Rosenbloom honored as League of Women Voters celebrates 80 years

NEW ULM – The New Ulm League of Women Voters celebrated its 80th anniversary Thursday with a reception at the Lind House marked by speeches, a skit illustrating League history, and ceremonies recognizing long-term members and the group.

The event was attended by Minnesota League of Women Voters President Terry Kalil, several elected officials including both an active and a retired judge and city officials, and many members and friends.

In her welcome address, New Ulm League President Ruth Ann Webster recapped that the group exists to encourage educated, well-informed voters.

“As Leaguers, we strive to have well-informed opinions on issues facing out community, our state, and our nation,” said Webster. “Thank you for joining in that mission.”

A group of League members acted out “a historical vignette” illustrating 80 years of history. They used a humorous script to highlight both the chapter’s triumphs and its trials and tribulations.

Webster then led a ceremony in recognition of the longest active member, Janet Rosenbloom.

Describing Rosenbloom as “our mentor, our docent, our leader, our friend,” Webster focused on several efforts Rosenbloom led over the years.

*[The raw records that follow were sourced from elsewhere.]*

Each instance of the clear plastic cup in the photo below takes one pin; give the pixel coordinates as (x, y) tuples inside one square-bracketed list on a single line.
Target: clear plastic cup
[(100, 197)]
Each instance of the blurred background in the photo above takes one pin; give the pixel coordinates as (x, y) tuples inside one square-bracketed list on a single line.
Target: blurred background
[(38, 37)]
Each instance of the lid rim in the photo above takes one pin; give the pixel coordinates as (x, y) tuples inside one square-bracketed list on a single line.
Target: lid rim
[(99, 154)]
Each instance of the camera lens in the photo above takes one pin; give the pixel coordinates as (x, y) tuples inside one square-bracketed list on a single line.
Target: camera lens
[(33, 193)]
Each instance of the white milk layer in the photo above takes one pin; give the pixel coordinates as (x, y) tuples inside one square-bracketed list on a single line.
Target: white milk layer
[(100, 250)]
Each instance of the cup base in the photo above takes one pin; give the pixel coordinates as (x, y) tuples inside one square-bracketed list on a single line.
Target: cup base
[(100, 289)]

One major local issue in the 1970s was the “sad” state of the “historic” Brown County jail, said Webster. “Janet organized a local League trip to Stillwater prison to learn all about incarceration facilities,” she added.

“In an unrelated effort, Janet spearheaded the League’s project of taking high school students to the legislative session to see how things got done in the capitol,” said Webster.

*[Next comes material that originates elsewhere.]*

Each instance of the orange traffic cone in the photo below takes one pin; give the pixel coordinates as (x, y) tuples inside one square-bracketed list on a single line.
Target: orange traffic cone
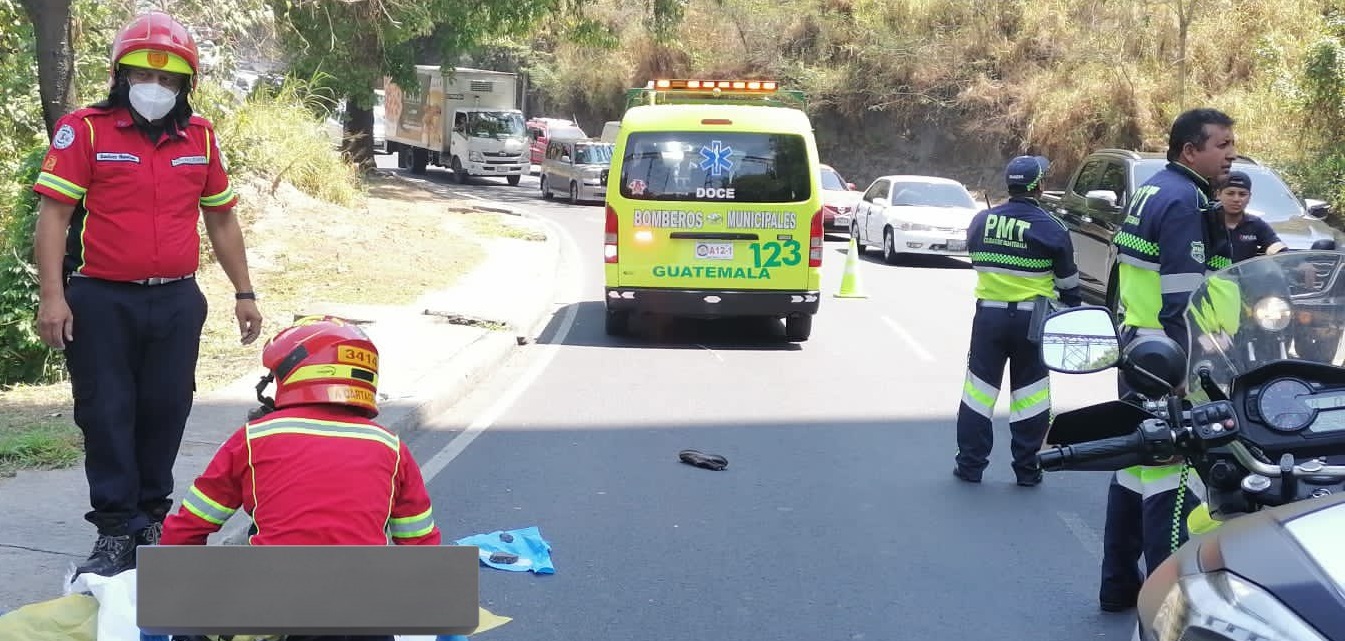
[(850, 286)]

“Janet’s passion for politics, for real issues, for serious discussion of important topics remains undimmed,” said Webster. “I have it on the best authority that when the presidential debate conflicted with an episode of Downtown Abbey, Janet watched the debate,” she added.

Kalil concluded the official program with a moving, personal, emotion-tinged speech.

The granddaughter of Syrian immigrants, Kalil connected her personal heritage to pressing current issues that show both “how far we have come, and how far we have to go.”

She addressed what the League sees as erosion of voting rights, through decisions such as Citizens United, redistricting, and other developments. She outlined some of the steps that League members can do to “grow, protect, and empower the vote.”

Kalil then delivered a proclamation by the state League acknowledging the New Ulm chapter’s history and contributions to informed civil discourse.